Immunohistochemistry was performed on mouse fetal lung samples that were previously described (Bridges et al., 2003) using an antibody that detects the cleaved form of caspase-3 (R&D Systems) at a 1:5,000 dilution. Localization of antigen–antibody complexes was performed as previously described (Bridges et al., 2003).
RSV production and infection protocol
The A2 strain of RSV was amplified, purified, and quantitated in Hep2 as previously described (LeVine et al., 1999). Clonal cell lines were infected with RSV using a previously established protocol for adenoviral infection (Bridges et al., 2003). For studies in which proteasome activity was assessed after RSV infection, the proteasome sensor plasmid pZsProSensor-1 (CLONTECH Laboratories, Inc.) was transfected into the cells using LipofectAMINE 2000 24 h before RSV infection. The pZsProSensor-1 plasmid encodes a destabilized GFP consisting of amino acids 422–461 of the degradation domain of mouse ornithine decarboxylase protein fused to the COOH terminus of the naturally occurring reef coral Zoanthus species protein (ZsGreen). This fusion protein is rapidly degraded by the proteasome in an ubiquitin-independent manner.
Luciferase constructs and assays
The NF-κB–dependent ELAM-1 promoter-driven firefly luciferase plasmid (pELAM-luc) was obtained from M.J. Fenton (University of Maryland, Baltimore, MA). The p5xATF6GL3 plasmid (also known as the UPR element luciferase reporter) was obtained from R. Prywes (Columbia University, New York, NY). The IκB SR expression plasmid was obtained from R. Hay (University of St. Andrews, St. Andrews, Scotland). The pRL-TK plasmid was purchased from Promega. 400 ng of firefly luciferase construct was cotransfected with 50 ng pRL-TK using LipofectAMINE 2000 (Invitrogen). Cells were harvested 48 h after transfection, and luciferase activity was quantified using the Dual-Luciferase Assay system in a Berthold multitube luminometer. Data are plotted as the ratio of firefly/renilla activity to correct for transfection efficiency among samples.

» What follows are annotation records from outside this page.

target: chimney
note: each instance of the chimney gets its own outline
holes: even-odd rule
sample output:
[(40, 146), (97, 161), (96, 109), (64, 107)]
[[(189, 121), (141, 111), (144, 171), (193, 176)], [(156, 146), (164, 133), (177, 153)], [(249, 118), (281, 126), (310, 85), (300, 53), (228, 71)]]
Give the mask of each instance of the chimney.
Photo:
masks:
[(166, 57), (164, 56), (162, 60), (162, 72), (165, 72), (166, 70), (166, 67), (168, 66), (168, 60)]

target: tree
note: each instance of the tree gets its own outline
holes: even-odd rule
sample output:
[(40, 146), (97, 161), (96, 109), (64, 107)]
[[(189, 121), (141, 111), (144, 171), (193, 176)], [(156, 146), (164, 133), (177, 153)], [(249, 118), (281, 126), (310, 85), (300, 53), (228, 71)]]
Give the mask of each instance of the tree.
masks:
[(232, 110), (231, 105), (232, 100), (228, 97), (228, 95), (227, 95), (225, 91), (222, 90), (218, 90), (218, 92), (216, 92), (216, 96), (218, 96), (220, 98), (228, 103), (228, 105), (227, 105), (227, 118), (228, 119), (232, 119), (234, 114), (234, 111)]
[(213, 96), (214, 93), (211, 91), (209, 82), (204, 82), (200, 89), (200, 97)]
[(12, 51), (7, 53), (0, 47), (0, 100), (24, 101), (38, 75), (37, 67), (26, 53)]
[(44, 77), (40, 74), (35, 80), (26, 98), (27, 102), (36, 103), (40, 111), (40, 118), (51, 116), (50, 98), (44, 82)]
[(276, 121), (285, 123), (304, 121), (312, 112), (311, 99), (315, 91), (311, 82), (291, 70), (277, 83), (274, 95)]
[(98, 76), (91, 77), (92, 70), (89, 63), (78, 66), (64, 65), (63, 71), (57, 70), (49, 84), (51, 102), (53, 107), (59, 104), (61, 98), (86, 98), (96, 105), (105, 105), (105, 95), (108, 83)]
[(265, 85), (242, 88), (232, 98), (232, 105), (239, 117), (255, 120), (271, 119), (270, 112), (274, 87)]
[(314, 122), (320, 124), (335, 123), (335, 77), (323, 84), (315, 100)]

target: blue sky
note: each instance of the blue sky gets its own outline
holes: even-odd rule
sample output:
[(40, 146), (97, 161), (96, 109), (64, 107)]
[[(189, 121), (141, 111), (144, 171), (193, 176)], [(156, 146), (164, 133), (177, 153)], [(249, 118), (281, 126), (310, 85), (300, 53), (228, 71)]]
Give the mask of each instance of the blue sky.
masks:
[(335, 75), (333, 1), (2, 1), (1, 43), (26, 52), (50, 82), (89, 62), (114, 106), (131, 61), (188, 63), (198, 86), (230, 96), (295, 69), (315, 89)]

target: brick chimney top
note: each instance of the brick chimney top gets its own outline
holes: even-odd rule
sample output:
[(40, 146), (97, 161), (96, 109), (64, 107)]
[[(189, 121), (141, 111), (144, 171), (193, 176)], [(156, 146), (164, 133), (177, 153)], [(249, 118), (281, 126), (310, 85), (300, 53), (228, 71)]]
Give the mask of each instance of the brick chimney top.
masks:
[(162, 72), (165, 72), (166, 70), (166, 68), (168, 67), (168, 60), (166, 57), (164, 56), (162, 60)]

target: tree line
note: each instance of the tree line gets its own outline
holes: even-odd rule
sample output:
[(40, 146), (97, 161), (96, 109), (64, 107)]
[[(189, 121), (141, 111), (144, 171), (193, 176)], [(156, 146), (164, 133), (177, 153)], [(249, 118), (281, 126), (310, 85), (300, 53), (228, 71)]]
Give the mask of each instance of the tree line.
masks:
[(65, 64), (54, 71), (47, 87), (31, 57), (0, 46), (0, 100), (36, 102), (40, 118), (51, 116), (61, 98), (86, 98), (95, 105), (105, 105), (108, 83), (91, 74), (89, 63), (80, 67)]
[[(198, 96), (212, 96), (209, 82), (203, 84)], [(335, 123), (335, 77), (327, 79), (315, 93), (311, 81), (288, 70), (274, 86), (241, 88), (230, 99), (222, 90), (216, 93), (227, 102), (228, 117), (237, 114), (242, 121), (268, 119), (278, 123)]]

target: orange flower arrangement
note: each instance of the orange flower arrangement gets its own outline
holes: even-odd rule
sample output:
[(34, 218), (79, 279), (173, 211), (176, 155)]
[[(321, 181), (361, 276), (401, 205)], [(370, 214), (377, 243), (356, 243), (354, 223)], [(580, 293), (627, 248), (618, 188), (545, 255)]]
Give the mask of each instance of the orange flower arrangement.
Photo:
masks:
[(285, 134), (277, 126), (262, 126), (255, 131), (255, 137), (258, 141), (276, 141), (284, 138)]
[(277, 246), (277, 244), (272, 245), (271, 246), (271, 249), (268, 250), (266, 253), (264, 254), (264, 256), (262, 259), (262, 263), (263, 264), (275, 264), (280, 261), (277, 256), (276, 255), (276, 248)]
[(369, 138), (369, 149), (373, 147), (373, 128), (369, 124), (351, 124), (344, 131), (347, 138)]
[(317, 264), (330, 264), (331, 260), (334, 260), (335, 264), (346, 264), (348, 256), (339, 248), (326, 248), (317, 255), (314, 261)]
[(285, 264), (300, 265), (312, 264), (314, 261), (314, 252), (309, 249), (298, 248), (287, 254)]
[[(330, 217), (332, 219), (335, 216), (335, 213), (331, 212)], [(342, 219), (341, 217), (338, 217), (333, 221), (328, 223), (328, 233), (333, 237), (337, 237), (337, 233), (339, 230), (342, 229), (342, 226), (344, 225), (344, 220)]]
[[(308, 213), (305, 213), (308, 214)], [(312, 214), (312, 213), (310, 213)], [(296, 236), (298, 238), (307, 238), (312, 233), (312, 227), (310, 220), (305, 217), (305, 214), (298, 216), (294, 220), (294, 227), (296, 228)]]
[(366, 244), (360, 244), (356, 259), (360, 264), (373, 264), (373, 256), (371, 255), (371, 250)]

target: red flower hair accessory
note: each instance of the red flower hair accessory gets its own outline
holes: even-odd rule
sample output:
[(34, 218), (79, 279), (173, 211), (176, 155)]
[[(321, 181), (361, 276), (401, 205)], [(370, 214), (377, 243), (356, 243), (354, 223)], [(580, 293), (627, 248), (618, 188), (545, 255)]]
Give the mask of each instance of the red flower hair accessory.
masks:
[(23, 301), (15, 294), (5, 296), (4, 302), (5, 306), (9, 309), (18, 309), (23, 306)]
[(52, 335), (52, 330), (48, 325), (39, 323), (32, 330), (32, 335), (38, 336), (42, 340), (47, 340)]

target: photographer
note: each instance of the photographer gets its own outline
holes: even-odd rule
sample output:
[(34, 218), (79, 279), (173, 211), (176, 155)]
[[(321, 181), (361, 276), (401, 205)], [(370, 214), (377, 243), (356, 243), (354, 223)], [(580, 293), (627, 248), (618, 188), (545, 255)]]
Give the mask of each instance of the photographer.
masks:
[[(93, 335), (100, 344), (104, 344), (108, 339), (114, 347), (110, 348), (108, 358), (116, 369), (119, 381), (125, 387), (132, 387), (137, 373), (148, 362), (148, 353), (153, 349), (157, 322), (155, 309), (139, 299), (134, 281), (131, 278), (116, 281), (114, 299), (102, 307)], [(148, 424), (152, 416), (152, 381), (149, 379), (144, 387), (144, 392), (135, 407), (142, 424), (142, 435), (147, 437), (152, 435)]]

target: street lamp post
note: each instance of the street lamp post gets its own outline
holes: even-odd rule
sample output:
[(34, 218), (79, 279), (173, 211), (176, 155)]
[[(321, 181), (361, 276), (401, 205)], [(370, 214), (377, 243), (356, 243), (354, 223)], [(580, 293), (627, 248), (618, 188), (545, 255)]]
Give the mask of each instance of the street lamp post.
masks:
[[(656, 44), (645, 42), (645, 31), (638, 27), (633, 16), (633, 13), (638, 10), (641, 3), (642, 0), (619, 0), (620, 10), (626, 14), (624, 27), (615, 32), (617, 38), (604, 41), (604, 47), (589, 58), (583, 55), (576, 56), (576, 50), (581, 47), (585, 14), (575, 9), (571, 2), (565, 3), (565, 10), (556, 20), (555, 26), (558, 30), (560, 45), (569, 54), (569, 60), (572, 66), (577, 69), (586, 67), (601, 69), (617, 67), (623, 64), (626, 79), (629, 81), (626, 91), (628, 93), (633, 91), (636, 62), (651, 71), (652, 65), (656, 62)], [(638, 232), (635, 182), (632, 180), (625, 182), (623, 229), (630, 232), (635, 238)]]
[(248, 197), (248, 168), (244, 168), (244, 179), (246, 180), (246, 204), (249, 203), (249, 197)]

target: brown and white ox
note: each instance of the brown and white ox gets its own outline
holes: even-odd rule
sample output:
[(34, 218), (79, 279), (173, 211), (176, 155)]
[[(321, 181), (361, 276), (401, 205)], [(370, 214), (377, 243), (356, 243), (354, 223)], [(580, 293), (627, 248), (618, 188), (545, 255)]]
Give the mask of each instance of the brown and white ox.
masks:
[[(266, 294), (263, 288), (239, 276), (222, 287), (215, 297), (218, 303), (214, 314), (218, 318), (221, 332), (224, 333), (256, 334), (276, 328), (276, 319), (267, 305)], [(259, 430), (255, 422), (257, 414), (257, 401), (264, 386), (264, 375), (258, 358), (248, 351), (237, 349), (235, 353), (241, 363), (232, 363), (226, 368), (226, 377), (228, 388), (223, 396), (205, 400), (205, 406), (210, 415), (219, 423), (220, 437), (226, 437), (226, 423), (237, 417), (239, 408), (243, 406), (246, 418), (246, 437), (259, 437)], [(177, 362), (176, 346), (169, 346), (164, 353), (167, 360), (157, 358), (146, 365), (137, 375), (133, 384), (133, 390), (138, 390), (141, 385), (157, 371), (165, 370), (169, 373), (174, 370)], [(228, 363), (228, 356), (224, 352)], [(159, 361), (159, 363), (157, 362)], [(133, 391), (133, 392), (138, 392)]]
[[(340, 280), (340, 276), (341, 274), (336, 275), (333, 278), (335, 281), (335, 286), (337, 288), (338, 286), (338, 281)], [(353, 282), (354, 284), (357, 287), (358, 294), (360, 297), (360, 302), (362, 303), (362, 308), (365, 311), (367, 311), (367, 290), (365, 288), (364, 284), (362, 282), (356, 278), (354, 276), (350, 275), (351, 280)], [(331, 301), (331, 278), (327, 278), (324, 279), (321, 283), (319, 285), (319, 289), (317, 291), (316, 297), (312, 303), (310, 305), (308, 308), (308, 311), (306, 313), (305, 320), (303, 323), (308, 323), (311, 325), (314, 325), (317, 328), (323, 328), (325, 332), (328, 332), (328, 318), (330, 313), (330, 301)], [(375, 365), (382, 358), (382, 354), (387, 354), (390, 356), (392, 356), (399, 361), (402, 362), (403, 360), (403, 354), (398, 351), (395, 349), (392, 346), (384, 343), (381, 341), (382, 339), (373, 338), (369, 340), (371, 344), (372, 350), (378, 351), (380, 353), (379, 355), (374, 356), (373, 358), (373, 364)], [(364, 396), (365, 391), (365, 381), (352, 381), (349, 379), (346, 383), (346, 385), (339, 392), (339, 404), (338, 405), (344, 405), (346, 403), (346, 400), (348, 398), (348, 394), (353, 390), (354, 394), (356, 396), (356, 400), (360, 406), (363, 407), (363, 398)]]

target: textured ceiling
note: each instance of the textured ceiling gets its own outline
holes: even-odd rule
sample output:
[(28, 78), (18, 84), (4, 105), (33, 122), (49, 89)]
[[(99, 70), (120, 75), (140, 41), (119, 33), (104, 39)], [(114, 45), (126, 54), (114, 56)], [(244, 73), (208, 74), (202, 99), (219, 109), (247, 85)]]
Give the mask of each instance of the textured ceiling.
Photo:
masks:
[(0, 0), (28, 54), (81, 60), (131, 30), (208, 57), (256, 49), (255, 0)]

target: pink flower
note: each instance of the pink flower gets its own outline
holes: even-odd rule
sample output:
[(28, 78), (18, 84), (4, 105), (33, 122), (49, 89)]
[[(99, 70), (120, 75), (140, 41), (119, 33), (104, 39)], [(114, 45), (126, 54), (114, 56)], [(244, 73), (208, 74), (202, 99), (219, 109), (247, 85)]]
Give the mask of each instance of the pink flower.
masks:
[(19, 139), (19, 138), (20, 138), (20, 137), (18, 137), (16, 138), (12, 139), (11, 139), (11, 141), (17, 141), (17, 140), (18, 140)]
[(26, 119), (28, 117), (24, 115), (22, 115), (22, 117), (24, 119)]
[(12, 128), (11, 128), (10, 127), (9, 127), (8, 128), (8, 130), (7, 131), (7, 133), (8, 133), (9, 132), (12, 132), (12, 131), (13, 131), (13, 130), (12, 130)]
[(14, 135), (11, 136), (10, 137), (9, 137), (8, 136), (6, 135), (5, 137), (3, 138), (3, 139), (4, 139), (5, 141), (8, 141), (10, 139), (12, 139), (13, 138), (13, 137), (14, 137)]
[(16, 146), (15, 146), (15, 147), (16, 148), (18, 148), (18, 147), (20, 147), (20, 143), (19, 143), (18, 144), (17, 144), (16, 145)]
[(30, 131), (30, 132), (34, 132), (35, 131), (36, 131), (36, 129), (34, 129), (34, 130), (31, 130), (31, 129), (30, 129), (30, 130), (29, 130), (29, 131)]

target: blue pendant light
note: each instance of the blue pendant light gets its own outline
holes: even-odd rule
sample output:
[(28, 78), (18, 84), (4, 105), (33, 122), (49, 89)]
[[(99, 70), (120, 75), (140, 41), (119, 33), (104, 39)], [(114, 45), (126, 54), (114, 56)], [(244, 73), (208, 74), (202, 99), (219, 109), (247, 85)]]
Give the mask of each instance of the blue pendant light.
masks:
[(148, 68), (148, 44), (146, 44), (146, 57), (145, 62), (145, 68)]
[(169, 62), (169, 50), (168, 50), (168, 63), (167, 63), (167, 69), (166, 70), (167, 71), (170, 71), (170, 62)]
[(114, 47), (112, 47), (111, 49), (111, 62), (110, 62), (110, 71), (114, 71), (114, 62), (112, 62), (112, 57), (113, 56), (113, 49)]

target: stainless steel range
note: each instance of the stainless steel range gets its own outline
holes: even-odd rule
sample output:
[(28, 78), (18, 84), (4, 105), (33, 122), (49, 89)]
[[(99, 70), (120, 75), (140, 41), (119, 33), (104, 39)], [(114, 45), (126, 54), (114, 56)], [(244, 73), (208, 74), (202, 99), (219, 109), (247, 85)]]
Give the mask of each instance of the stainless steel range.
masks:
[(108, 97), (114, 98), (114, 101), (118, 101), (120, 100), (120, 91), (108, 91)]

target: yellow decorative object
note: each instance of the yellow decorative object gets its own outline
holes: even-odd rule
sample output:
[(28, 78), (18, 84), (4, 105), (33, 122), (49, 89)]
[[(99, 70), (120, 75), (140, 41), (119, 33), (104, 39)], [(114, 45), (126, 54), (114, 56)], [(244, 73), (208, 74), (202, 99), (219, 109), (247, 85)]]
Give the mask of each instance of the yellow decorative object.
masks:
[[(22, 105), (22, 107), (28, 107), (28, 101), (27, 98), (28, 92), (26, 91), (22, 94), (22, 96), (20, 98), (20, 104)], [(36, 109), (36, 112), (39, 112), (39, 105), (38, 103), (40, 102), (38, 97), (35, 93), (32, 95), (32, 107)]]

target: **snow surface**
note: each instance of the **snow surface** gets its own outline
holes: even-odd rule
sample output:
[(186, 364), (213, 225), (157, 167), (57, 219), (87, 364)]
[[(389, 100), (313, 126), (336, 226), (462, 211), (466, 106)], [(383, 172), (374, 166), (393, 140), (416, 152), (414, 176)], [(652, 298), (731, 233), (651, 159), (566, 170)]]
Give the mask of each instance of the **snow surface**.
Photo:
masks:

Data were analyzed with InStat version 3.0 (GraphPad Software). Values are presented as means ± SD. Multiple comparisons were made by analysis of variance between groups using the Tukey-Kramer multiple comparisons test, and paired samples were analyzed by t tests. In both cases, statistical significance was defined as P < 0.05 or less.
Online supplemental material
Fig. S1 is a model of functional associations between differentially expressed genes in SP-CΔexon4 cells associated with apoptosis using PathwayAssist software. Table SI lists descriptive information of apoptosis-associated genes from the model in Fig. S1.
The authors would like to thank Chen Xia Duan, Mei Wang, Senad Divanovic, Al Senft, Mukund Raghavan, and Xiaofei Shangguan for technical assistance and/or advice.
This work is supported by National Institutes of Health awards PO1-HL61646 and P50-HL56387 to T.E. Weaver.
Abbreviations used in this paper: ERAD, ER-associated degradation; ILD, interstitial lung disease; MFI, mean fluorescence intensity; MOI, multiplicity of infection; PI, propidium iodide; RSV, respiratory syncytial virus; SP-C, surfactant protein C; SR, super repressor; UPR, unfolded protein response.